Après l’élection de Donald Trump en 2016, le monde a été inondé de tribunes nous exhortant à construire des ponts avec l’extrême droite. Comme si se rapprocher de celles et ceux qui voudraient effacer notre existence était la solution. Spoiler : ce n’en est pas une. Ackley soutient que cette stratégie n’est pas seulement stupide ; elle est carrément néfaste. Pourquoi perdre du temps à essayer de convaincre des gens qui refusent même d’envisager un autre point de vue ? À la place, concentrons-nous sur la construction d’une communauté avec celles et ceux qui comprennent la lutte.

Selon un récent sondage Gallup, le soutien aux droits LGBTQ+ recule, et l’acceptation des personnes transgenres est en baisse. Pendant ce temps, les lois anti-LGBTQ+ se propagent comme une traînée de poudre dans les assemblées législatives des États, et la violence contre les personnes transgenres est devenue tellement banale qu’elle ne soulève presque plus un sourcil. Il est temps de se réveiller et de sentir le café, les gens ! Nous ne pouvons pas continuer à prétendre que ces questions ne sont que des divergences d’opinion. Il s’agit de vie et de mort.

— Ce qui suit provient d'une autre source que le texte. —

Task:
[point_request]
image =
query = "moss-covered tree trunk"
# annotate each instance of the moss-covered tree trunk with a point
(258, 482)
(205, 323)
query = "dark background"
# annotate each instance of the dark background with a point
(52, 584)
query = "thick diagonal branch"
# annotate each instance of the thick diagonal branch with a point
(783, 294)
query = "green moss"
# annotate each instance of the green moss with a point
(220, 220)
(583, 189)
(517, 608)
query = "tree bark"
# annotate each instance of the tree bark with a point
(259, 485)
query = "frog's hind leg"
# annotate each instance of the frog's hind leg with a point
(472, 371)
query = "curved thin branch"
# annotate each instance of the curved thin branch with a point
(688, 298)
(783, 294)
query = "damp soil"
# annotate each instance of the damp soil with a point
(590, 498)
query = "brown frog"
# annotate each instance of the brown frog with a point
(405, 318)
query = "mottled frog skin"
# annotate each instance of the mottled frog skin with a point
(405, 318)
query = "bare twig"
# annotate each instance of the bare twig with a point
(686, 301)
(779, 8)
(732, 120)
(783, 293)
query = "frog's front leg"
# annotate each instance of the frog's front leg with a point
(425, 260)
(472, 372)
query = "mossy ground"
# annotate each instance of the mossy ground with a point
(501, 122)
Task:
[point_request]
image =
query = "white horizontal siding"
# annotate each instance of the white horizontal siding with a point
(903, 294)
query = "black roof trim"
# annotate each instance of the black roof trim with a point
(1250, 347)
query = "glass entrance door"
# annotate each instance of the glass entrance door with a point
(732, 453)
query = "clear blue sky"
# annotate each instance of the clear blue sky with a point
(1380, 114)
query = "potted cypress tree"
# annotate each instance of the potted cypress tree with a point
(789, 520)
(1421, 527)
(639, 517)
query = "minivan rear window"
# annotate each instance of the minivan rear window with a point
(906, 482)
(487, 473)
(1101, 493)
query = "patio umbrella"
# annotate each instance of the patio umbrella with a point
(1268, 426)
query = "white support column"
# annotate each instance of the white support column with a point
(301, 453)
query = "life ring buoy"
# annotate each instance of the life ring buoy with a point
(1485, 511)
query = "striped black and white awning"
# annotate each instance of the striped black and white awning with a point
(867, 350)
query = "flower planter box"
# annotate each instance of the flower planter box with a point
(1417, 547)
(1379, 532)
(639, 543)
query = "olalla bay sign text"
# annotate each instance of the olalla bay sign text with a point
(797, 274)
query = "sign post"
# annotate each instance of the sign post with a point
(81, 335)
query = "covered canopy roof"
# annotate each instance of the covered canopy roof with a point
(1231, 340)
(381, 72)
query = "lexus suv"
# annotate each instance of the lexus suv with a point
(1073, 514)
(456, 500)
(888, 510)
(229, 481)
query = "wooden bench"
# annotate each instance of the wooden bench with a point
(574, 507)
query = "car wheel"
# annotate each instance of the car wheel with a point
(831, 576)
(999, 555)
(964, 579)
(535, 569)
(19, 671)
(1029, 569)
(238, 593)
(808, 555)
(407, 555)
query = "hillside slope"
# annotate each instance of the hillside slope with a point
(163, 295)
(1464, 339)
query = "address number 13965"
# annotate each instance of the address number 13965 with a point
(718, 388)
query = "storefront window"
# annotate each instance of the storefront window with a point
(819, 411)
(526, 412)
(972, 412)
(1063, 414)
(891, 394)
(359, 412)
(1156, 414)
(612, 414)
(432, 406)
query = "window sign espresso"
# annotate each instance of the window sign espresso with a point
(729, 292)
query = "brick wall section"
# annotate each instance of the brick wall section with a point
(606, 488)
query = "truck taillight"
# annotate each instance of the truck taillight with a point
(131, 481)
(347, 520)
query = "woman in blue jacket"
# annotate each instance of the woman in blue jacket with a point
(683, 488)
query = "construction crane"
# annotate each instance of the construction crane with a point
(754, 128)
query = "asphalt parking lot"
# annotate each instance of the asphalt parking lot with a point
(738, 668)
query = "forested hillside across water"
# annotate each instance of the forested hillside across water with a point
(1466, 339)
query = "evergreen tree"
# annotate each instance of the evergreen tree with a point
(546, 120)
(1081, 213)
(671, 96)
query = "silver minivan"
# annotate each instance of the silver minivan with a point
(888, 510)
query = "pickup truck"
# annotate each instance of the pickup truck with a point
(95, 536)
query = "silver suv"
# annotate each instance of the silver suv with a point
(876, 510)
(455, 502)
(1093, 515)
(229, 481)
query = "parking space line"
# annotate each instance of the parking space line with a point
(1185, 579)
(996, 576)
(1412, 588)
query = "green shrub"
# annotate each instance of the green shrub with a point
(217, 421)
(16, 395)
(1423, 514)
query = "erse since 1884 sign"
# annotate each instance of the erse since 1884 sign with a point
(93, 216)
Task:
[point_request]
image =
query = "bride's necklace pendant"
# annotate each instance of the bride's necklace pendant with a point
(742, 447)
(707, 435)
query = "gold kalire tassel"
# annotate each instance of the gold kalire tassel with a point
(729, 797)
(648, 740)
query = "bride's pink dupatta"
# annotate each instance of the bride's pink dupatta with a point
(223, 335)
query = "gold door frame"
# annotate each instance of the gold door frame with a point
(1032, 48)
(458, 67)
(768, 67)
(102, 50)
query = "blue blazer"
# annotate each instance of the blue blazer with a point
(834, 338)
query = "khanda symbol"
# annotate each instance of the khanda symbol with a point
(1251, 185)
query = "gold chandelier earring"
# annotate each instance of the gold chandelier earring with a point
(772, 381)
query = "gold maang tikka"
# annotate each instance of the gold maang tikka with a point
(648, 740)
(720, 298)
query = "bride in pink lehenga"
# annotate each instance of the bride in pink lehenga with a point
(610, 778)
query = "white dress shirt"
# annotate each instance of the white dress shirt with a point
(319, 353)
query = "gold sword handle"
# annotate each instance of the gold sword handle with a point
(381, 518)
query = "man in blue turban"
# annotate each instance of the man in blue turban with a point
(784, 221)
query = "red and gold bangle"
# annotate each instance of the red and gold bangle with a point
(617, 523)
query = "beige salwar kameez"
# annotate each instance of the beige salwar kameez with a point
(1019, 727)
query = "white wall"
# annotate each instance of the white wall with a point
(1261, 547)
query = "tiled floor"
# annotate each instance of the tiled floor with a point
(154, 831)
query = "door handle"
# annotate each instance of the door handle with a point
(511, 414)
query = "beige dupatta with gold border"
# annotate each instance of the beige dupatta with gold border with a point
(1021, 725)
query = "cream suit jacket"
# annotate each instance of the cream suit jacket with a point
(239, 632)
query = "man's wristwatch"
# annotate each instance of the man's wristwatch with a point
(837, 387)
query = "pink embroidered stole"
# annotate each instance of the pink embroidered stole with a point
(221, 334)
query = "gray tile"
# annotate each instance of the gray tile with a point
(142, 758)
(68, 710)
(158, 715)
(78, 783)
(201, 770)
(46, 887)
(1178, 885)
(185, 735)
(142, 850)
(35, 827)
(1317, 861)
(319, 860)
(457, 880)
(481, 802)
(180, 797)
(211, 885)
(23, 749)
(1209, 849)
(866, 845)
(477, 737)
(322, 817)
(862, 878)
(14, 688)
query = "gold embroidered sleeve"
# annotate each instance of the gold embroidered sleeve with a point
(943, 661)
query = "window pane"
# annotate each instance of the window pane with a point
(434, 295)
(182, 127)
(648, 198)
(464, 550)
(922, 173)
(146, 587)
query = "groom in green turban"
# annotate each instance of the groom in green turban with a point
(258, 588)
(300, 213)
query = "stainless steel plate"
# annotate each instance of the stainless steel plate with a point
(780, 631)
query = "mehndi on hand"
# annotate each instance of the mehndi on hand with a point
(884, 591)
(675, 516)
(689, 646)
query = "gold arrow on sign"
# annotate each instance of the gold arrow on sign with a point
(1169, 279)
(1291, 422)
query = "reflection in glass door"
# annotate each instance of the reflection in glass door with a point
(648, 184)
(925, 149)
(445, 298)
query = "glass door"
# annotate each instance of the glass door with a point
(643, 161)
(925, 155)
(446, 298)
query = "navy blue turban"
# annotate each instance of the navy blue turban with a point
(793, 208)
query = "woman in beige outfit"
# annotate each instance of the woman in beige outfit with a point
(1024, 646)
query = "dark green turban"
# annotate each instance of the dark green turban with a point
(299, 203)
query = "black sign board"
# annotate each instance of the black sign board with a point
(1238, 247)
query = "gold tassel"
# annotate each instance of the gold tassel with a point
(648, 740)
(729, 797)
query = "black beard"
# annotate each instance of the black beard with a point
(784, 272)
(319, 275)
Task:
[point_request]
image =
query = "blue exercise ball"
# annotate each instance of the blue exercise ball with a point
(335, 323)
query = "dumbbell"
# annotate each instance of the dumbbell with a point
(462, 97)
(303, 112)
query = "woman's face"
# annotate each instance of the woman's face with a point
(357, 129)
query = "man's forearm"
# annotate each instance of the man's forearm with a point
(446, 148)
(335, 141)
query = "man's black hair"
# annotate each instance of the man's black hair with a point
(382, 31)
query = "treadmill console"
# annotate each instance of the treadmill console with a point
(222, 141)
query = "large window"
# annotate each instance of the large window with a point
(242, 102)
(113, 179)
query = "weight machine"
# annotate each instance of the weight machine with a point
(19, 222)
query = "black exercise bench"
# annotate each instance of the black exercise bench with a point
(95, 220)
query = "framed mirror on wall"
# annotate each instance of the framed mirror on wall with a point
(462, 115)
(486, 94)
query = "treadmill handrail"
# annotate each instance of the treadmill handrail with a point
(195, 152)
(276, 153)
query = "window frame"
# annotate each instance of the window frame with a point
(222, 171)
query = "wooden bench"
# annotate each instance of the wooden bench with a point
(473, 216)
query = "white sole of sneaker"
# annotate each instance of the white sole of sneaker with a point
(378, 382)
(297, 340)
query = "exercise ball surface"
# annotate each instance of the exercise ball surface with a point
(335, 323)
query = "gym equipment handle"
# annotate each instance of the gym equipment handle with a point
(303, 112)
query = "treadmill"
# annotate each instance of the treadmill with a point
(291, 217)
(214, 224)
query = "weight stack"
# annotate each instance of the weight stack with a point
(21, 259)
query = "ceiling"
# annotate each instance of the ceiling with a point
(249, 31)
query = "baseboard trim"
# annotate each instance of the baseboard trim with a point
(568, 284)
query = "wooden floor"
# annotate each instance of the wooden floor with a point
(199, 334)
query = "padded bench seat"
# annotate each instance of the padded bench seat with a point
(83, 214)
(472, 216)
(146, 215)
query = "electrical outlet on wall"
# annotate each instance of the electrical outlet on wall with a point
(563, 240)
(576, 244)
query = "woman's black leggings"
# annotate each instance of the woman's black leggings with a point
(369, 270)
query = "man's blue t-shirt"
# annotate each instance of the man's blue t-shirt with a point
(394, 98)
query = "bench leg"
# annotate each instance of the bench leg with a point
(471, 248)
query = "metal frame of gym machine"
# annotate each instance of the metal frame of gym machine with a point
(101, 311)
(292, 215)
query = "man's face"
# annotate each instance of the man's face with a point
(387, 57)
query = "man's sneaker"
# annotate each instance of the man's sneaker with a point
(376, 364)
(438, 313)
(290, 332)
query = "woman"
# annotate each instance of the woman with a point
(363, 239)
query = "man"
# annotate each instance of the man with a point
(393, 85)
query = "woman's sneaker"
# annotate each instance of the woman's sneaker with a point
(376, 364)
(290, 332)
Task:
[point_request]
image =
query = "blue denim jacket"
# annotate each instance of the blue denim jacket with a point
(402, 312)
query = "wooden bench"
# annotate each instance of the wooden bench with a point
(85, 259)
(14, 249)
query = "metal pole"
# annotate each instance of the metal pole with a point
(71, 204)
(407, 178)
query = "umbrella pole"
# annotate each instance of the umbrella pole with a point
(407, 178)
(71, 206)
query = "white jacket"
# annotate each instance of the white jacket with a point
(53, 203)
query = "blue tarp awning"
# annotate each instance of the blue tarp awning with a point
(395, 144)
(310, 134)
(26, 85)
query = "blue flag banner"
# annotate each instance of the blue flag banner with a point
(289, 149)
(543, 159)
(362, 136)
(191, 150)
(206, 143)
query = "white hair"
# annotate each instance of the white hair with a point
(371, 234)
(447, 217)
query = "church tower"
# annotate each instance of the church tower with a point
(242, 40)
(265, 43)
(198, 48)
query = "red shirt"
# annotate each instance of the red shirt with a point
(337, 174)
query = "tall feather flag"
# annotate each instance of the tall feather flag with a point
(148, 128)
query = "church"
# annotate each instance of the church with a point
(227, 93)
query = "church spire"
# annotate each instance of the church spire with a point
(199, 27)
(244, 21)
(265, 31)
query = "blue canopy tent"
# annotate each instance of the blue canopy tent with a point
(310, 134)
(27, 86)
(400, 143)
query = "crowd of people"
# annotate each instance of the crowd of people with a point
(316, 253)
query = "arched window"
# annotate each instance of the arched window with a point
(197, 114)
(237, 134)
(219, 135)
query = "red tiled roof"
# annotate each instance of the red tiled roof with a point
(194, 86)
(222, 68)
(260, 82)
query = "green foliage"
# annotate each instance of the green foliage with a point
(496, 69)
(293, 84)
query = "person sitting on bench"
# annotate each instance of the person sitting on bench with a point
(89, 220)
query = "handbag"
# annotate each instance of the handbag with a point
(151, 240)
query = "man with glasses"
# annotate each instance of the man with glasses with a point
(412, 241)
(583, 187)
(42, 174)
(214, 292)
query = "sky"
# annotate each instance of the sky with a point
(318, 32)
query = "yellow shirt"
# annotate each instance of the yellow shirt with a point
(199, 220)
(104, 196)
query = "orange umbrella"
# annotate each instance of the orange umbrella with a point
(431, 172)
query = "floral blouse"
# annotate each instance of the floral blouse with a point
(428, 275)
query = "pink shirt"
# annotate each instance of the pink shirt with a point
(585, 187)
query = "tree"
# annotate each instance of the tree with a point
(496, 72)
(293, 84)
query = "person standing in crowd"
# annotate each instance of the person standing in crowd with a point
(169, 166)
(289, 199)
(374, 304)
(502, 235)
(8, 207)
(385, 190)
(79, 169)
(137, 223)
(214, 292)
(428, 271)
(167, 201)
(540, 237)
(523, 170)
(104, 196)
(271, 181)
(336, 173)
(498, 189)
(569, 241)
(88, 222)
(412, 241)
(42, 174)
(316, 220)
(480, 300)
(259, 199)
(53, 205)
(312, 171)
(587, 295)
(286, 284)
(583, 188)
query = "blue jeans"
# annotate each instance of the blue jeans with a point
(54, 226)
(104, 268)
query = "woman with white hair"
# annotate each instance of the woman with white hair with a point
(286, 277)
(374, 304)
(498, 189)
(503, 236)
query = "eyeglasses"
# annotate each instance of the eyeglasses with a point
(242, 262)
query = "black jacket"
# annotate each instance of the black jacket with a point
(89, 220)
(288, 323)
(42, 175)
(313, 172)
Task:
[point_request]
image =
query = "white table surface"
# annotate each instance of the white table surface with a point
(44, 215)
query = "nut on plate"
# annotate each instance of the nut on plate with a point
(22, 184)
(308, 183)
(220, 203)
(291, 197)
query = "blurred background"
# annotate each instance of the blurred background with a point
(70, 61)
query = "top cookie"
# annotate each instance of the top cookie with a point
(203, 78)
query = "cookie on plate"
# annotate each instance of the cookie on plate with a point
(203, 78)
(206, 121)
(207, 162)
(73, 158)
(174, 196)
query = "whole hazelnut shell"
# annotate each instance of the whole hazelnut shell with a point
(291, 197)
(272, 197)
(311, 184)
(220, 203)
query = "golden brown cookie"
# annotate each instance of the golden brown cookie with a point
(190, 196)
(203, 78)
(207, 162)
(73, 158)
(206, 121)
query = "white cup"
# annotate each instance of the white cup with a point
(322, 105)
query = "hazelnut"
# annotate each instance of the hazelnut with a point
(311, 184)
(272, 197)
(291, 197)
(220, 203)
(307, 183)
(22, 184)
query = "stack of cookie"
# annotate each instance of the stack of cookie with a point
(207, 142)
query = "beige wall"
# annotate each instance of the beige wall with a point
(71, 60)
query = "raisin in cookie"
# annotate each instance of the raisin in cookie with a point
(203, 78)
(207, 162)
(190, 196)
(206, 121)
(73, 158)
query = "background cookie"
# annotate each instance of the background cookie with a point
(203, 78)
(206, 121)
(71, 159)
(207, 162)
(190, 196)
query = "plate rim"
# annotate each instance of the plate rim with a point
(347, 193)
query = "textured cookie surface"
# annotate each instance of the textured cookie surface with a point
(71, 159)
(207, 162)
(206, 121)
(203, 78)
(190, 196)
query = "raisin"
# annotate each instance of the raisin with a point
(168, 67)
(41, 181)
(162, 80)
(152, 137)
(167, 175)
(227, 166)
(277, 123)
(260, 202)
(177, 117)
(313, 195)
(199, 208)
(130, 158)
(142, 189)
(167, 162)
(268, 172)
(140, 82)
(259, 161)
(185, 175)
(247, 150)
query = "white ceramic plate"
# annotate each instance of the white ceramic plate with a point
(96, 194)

Et parlons du Mois des Fiertés lui-même. Certain·es élu·es ont commencé à rebaptiser le mois de juin avec des termes comme « Strong Families » et « Nuclear Family Month », comme si nous effacer de la vie publique était une bonne image. À ces politiciens, Ackley adresse un message : « Nous n’avons pas besoin de votre approbation, de votre reconnaissance ou de votre permission pour exister. Nous ne voulons certainement pas de votre amitié. » Il est temps de rompre les liens avec celles et ceux qui ne nous soutiennent pas.
Depuis trop longtemps, on attend des personnes queer qu’elles tolèrent l’hostilité au nom de la civilité. On nous a dit de préserver la paix, d’éviter les conversations difficiles et de maintenir des amitiés avec des gens qui publient une rhétorique anti-trans. Mais soyons réalistes : aucune amitié ne peut exister en vase clos. Si les convictions politiques de quelqu’un nuisent activement à notre communauté, cette personne n’est pas notre amie. Il est temps de briser ce piège générationnel de la tolérance qui n’a conduit qu’à notre propre déshumanisation.
À l’aube de cette saison des Fiertés, rappelons-nous que la solidarité sans courage n’a aucun sens. L’alliéisme sans action n’est que du théâtre. Et une amitié sans respect mutuel ? Ce n’est pas une amitié du tout. Les Fiertés, c’est refuser de disparaître, refuser de s’excuser et refuser d’accepter un monde qui exige le silence en échange de l’acceptation. Alors élevons la voix, construisons nos communautés et battons-nous les uns pour les autres. Parce que personne ne viendra nous sauver ; nous devons devenir nos propres héros.
Alors, à tous les amis de beau temps : si vous ne pouvez pas être à nos côtés, alors écartez-vous. Les Fiertés ne sont pas une opération de communication, et nous ne serons pas réduits au silence. Faisons de ce Mois des Fiertés une véritable célébration de notre résilience, de notre créativité et de notre esprit inébranlable. Le combat n’est pas terminé, et nous venons seulement de commencer.